Of course, hype is inevitable. A dreary, wet, midweek football match between mediocre teams may get pumped up as dramatic and important, but members of the sports tribe will be happy, as long as there is something to watch, action replays to enjoy, and lots of pre- and post-match "analysis" to wallow in.

The sporty tribe is made up of addicts. They need excitement (real or imagined), noise, "drama", and hours and hours of extended coverage. They need stars, or wannabe stars, and lots of greatest matches/fights ever. Again, this is all overblown, but no one in the tribe seems to mind all that much.

For now, there is always another game to look forward to, and another world/European/UK championship of something or other to be watched. And, as the action starts, the sofa will fill up, and the cheering will begin again.

The box set set
Who needs a TV schedule anyway? That is so yesterday. Schedules are for losers. Anyone who is anyone just grabs a box set for a weekend binge session, or creates their own schedule with an hourly dose of preferred viewing. You become the channel controller of your own life, ignoring whatever it is that the hoi polloi are watching.

Box setters are sophisticated.

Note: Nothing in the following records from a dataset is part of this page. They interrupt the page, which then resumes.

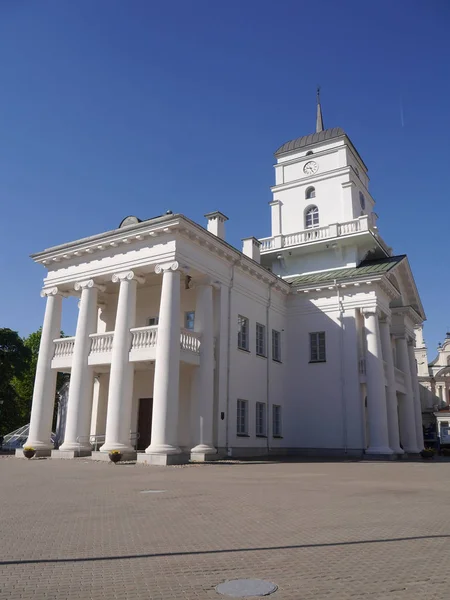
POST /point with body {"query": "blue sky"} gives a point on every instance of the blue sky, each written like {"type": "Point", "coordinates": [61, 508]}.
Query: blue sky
{"type": "Point", "coordinates": [110, 108]}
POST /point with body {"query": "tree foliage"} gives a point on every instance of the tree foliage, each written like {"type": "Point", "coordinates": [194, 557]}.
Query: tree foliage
{"type": "Point", "coordinates": [18, 360]}
{"type": "Point", "coordinates": [15, 358]}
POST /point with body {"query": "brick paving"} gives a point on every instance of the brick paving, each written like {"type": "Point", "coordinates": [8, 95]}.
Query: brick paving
{"type": "Point", "coordinates": [83, 530]}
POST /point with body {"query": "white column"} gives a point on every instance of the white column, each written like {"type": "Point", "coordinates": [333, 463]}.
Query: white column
{"type": "Point", "coordinates": [416, 395]}
{"type": "Point", "coordinates": [164, 439]}
{"type": "Point", "coordinates": [120, 397]}
{"type": "Point", "coordinates": [376, 394]}
{"type": "Point", "coordinates": [407, 412]}
{"type": "Point", "coordinates": [79, 406]}
{"type": "Point", "coordinates": [203, 401]}
{"type": "Point", "coordinates": [44, 391]}
{"type": "Point", "coordinates": [391, 393]}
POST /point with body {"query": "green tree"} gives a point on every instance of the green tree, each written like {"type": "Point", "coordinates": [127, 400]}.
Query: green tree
{"type": "Point", "coordinates": [24, 384]}
{"type": "Point", "coordinates": [15, 359]}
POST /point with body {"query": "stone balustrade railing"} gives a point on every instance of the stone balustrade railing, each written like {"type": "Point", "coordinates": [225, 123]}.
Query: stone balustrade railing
{"type": "Point", "coordinates": [64, 347]}
{"type": "Point", "coordinates": [102, 342]}
{"type": "Point", "coordinates": [144, 337]}
{"type": "Point", "coordinates": [190, 340]}
{"type": "Point", "coordinates": [315, 234]}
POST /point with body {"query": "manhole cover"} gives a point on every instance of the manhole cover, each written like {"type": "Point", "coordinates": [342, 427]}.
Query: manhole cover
{"type": "Point", "coordinates": [243, 588]}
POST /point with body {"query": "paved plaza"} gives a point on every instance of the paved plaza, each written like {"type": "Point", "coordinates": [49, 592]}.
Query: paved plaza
{"type": "Point", "coordinates": [86, 530]}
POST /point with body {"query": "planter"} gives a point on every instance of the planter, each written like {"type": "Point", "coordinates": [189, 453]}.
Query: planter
{"type": "Point", "coordinates": [427, 454]}
{"type": "Point", "coordinates": [29, 452]}
{"type": "Point", "coordinates": [115, 457]}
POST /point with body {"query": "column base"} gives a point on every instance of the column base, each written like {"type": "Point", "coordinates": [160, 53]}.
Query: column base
{"type": "Point", "coordinates": [70, 453]}
{"type": "Point", "coordinates": [204, 456]}
{"type": "Point", "coordinates": [124, 448]}
{"type": "Point", "coordinates": [75, 447]}
{"type": "Point", "coordinates": [162, 449]}
{"type": "Point", "coordinates": [39, 452]}
{"type": "Point", "coordinates": [379, 450]}
{"type": "Point", "coordinates": [104, 456]}
{"type": "Point", "coordinates": [161, 460]}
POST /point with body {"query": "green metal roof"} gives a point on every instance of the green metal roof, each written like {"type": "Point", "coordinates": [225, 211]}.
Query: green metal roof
{"type": "Point", "coordinates": [368, 268]}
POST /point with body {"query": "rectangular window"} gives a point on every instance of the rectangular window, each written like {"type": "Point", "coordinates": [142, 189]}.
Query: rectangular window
{"type": "Point", "coordinates": [242, 332]}
{"type": "Point", "coordinates": [189, 320]}
{"type": "Point", "coordinates": [276, 345]}
{"type": "Point", "coordinates": [317, 346]}
{"type": "Point", "coordinates": [260, 419]}
{"type": "Point", "coordinates": [260, 339]}
{"type": "Point", "coordinates": [276, 421]}
{"type": "Point", "coordinates": [242, 417]}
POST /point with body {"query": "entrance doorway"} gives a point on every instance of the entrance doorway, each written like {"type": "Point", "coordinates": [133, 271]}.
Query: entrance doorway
{"type": "Point", "coordinates": [144, 422]}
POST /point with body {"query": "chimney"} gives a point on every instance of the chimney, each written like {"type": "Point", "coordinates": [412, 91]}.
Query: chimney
{"type": "Point", "coordinates": [251, 247]}
{"type": "Point", "coordinates": [216, 223]}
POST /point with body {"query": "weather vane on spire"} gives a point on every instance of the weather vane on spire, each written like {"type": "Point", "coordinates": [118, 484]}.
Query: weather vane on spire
{"type": "Point", "coordinates": [319, 119]}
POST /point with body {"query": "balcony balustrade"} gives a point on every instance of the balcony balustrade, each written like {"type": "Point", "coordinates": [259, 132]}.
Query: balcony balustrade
{"type": "Point", "coordinates": [143, 347]}
{"type": "Point", "coordinates": [315, 234]}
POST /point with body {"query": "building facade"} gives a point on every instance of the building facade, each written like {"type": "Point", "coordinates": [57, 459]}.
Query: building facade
{"type": "Point", "coordinates": [434, 379]}
{"type": "Point", "coordinates": [187, 347]}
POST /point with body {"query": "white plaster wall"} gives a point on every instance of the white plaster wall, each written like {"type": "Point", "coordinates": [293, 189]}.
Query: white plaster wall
{"type": "Point", "coordinates": [248, 372]}
{"type": "Point", "coordinates": [324, 398]}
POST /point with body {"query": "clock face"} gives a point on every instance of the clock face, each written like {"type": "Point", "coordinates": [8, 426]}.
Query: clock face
{"type": "Point", "coordinates": [311, 167]}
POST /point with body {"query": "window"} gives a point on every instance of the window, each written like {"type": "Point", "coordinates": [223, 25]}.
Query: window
{"type": "Point", "coordinates": [189, 319]}
{"type": "Point", "coordinates": [276, 345]}
{"type": "Point", "coordinates": [276, 421]}
{"type": "Point", "coordinates": [260, 339]}
{"type": "Point", "coordinates": [312, 217]}
{"type": "Point", "coordinates": [362, 200]}
{"type": "Point", "coordinates": [310, 193]}
{"type": "Point", "coordinates": [242, 333]}
{"type": "Point", "coordinates": [242, 417]}
{"type": "Point", "coordinates": [317, 346]}
{"type": "Point", "coordinates": [260, 419]}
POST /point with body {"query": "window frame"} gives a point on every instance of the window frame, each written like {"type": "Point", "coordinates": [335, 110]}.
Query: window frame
{"type": "Point", "coordinates": [242, 417]}
{"type": "Point", "coordinates": [310, 192]}
{"type": "Point", "coordinates": [277, 421]}
{"type": "Point", "coordinates": [276, 356]}
{"type": "Point", "coordinates": [243, 335]}
{"type": "Point", "coordinates": [260, 337]}
{"type": "Point", "coordinates": [261, 419]}
{"type": "Point", "coordinates": [186, 321]}
{"type": "Point", "coordinates": [313, 212]}
{"type": "Point", "coordinates": [319, 345]}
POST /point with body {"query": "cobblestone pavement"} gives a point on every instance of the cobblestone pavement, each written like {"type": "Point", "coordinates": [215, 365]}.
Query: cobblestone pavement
{"type": "Point", "coordinates": [84, 530]}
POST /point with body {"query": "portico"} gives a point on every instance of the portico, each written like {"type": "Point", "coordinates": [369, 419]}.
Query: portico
{"type": "Point", "coordinates": [158, 350]}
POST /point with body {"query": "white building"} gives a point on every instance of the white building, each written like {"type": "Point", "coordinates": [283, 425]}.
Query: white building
{"type": "Point", "coordinates": [301, 342]}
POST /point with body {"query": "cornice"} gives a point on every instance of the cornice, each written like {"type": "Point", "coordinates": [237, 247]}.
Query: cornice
{"type": "Point", "coordinates": [103, 241]}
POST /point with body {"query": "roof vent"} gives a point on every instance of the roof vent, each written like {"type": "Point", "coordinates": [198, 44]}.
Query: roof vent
{"type": "Point", "coordinates": [216, 223]}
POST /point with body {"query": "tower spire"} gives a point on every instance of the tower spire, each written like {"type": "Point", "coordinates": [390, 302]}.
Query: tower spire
{"type": "Point", "coordinates": [319, 119]}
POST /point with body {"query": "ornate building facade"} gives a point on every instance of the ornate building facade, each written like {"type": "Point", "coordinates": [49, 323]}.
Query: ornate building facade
{"type": "Point", "coordinates": [186, 347]}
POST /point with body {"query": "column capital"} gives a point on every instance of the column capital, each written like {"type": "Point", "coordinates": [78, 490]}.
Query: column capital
{"type": "Point", "coordinates": [169, 266]}
{"type": "Point", "coordinates": [127, 276]}
{"type": "Point", "coordinates": [87, 284]}
{"type": "Point", "coordinates": [53, 291]}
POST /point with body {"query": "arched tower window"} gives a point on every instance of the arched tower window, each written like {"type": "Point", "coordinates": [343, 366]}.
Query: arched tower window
{"type": "Point", "coordinates": [310, 193]}
{"type": "Point", "coordinates": [312, 217]}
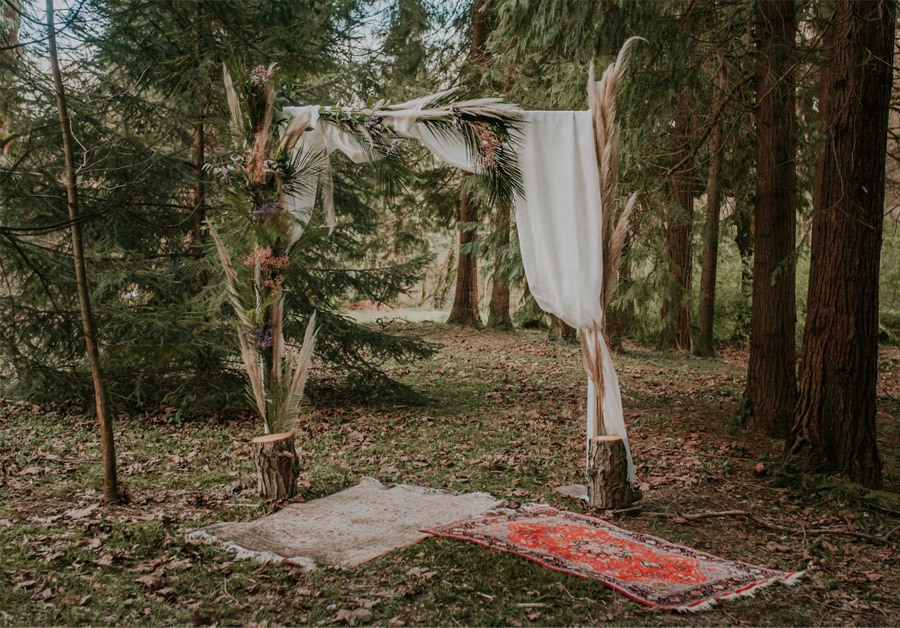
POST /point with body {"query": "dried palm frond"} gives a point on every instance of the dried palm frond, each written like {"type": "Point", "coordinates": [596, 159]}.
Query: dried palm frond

They know quality when they see it, and they don't see it in today's schedules. For them, it is cooler to choose Breaking Bad, Orange is the New Black or Game of Thrones and settle in for the evening.

Also, as is clear from some of those series, the raunch factor in a box set is often much higher. As Ali G would ask of a box set: "Does it guarantee me muff?"

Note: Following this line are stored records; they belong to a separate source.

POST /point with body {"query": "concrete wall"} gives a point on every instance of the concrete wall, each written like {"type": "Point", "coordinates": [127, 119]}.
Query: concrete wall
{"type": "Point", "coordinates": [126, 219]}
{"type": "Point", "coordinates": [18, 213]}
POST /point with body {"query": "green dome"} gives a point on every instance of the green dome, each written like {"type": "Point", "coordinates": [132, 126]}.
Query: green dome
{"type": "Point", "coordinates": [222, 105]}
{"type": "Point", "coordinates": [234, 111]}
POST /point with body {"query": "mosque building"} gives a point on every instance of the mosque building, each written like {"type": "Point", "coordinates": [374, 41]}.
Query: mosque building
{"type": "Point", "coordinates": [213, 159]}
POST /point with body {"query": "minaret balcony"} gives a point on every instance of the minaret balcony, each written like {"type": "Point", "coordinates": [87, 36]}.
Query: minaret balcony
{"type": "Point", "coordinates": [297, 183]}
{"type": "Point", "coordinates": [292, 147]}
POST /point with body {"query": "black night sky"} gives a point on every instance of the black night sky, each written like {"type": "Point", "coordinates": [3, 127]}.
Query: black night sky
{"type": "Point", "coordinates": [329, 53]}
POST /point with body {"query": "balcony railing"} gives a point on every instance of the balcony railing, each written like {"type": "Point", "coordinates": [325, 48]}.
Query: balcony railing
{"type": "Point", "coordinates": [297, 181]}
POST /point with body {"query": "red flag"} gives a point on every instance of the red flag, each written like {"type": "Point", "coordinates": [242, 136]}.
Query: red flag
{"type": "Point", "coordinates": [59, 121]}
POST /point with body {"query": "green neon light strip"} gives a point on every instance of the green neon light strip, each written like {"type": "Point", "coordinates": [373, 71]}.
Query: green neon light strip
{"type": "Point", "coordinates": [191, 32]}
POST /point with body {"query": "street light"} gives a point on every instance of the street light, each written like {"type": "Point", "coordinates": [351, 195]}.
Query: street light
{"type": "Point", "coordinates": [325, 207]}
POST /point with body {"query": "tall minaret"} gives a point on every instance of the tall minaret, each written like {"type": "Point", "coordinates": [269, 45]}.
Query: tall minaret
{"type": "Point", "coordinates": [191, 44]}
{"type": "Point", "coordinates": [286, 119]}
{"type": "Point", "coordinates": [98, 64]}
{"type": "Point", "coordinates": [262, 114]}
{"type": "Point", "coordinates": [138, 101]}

Nothing symbolises the breakdown of the old telly-viewing world more than the spread of box sets. It is almost as though the mainstream channels and networks have ceased to exist.

A rich archive of classic shows may be preferable to new productions. Box setters may also choose to download or stream a new series, such as House of Cards, direct from Netflix, an approach similar to that adopted by...

The online no set set
"Daddy, what is that strange big machine in the corner?" asks the bewildered child who only ever watches programmes on a laptop, tablet or smartphone screen. Sitting down in front of an altar-like telly may come to be seen as an essentially 20th-Century activity.

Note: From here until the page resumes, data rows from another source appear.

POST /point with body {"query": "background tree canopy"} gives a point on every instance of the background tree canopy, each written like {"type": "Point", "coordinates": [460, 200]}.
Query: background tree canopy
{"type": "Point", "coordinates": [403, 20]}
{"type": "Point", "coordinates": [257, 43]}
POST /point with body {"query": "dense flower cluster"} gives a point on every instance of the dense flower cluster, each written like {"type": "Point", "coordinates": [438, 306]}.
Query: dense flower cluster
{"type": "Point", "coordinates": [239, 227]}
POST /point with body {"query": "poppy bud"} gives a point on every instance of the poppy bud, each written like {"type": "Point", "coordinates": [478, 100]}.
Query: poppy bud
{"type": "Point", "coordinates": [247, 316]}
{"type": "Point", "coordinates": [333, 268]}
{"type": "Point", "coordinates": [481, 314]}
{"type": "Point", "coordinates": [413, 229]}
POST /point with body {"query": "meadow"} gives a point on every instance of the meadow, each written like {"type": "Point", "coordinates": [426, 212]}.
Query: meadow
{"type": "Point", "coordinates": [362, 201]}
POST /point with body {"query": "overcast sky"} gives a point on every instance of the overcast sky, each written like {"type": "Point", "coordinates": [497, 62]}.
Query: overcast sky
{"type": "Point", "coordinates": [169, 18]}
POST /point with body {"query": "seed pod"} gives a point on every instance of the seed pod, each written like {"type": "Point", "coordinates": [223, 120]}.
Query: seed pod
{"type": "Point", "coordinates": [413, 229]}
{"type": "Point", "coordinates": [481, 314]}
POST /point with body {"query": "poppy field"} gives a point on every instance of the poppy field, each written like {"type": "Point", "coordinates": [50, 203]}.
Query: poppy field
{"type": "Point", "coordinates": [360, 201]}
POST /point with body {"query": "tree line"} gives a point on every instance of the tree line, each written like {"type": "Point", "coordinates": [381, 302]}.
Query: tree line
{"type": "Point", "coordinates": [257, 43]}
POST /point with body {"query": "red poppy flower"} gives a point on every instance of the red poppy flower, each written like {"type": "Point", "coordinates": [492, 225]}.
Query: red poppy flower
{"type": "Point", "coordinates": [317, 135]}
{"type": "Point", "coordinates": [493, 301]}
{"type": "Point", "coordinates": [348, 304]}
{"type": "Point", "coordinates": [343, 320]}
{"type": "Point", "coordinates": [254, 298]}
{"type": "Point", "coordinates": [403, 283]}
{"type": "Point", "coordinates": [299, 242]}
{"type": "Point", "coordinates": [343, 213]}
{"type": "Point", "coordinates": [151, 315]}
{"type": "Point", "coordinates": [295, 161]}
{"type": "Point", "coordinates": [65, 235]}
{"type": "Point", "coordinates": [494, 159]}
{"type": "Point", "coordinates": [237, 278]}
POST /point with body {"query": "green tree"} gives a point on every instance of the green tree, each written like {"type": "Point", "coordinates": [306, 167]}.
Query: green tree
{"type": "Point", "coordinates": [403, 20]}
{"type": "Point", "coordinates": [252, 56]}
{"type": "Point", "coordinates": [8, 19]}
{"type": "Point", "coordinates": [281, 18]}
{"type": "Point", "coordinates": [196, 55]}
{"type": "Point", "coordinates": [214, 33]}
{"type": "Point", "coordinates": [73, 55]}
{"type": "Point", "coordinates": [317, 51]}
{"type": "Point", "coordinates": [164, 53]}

Just as mass audiences have broken down, so the TV experience may be one to be enjoyed individually. You peer into your own gadget rather than gathering round a big screen.

For the online crowd, legacy TV channels and networks can mean little – and the licence fee can thus seem perverse.

YouTube, BuzzFeed and Vice News reveal and explain the world to them, not the British Broadcasting Corporation.

The online crowd want it free and they want it now. "Live" is less significant to them, unless it really is a breaking news story that they want to follow. For them "live" is when they want to watch something. They, too, have freed themselves from the schedules.

Different media blur into one. It is all social, news, entertainment. Facebook and Twitter provide as much infotainment as any other platform, as well as housing people's social networks. This tribe lives online in every sense.

The Strictly X Factor Apprentice Celebrity MasterChef Baking set
Along with sport and the soaps, this category of show also binds viewers together. Long gone are the quaint days of Opportunity Knocks and New Faces. But these programmes do bring audiences together in quite an old-fashioned way.

It turns out that people love a competition and (virtual) audience participation. Andy Warhol's concept of "15 minutes of fame" has become a reality.

So what, if the claim that "Britain's got talent" is not always borne out by the contestants on these programmes? The contests provide some of those truly rare "water-cooler moments" for millions the morning after.

Do the viewers of these programmes become more enthusiastic or more active cooks/bakers/singers/dancers? It doesn't seem likely. It's still only telly, being watched passively from the sofa.

But Saturday-night entertainment has been reinvented for a tribe that perhaps didn't even realise what it was missing.

Where will it end? Perhaps one day Britain will run out of "talented" contestants for these shows.

But, in the meantime, the opening titles start up, the regional heats continue, the judges offer their views, the crowds boo and cheer, and the audience numbers hold up. Don't knock it. Not many shows do so well in the ratings.